Hearing on a motion is Motion Hearing. A Motion is a request asking a judge to issue a ruling or order on a legal matter. Usually, one side files a motion, along with notice of the motion to the attorney for the opposing party, the other side files a written response. Once a judge receives a motion, he or she can grant or deny the motion based on its contents. In the alternative, the judge can also schedule a hearing. At a motion hearing, each party can argue its position and the judge can ask specific questions about the fact or law. After hearing the judge decides the motion and this is called an order. However, during a trial or a hearing, an oral motion may also be permitted.

Motions are often made before trials to resolve procedural and preliminary issues, and may be made after trials to enforce or modify judgments.

Motions are made in court all the time for many purposes such as to continue a trial to a later date, to get a modification of an order, for temporary child support, for a judgment, for dismissal of the opposing party's case, for a rehearing, for sanctions, and many other reasons. A motion on a factual matter usually will be filed with a supporting affidavit.For example, a motion for leave is a request for permission to do something, such as filing a supplemental or amended pleading.

A motion hearing provides judges with an opportunity to hear oral arguments, in addition to the written motion and memoranda submitted to the court. Local rules of court may provide specific standards or procedures with respect to setting hearings on motions.

Example of some statutes in Arizona on motion hearing.

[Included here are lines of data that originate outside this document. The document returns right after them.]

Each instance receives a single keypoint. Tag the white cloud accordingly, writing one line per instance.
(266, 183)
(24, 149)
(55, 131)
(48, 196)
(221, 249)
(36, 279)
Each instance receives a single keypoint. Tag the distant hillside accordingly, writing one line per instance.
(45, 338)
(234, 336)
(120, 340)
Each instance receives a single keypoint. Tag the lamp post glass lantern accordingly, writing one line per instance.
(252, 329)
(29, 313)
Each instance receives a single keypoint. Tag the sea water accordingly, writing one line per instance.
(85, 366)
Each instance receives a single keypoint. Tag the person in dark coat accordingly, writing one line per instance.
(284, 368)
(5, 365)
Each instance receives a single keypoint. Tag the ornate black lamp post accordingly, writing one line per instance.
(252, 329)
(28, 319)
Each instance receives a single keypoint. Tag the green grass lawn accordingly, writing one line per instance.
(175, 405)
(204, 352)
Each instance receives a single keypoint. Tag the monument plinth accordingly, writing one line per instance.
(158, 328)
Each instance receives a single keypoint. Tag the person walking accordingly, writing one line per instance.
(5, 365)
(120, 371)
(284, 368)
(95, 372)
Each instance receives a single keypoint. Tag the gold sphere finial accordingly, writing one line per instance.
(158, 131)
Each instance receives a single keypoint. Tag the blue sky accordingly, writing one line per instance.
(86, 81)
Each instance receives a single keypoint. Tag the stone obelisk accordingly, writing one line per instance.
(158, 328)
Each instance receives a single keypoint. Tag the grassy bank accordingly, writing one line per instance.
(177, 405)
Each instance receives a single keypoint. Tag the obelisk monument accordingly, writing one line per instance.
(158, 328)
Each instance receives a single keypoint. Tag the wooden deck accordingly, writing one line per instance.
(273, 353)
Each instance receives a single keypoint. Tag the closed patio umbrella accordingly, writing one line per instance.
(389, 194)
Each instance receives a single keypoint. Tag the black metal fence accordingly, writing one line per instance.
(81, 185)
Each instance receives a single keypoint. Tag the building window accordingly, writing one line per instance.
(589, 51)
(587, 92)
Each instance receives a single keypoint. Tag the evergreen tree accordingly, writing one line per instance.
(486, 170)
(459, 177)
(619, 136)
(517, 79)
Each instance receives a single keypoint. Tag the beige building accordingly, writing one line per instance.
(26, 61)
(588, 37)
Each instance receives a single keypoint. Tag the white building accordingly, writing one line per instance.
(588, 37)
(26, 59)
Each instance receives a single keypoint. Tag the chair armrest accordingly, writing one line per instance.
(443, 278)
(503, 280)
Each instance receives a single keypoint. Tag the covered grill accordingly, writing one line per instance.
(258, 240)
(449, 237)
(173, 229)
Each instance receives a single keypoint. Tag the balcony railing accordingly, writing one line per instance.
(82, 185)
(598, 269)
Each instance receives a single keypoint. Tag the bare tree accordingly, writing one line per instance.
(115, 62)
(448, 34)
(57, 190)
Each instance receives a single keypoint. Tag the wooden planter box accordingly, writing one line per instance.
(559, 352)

Ariz. R. Crim. P. 35.2. Hearing; oral argument

Upon request of any party, or on its own initiative, the court may set any motion for hearing. The court may limit or deny oral argument on any motion.

Ariz. Super. Ct. Pima Co. R. 2

Calendar

(2.1) Motions. Motions shall be heard on Monday of each week or as otherwise ordered. If Monday is an official holiday, then the next official court day will be designated for the hearing of motions. The division to which the case is assigned shall set all motions for hearing.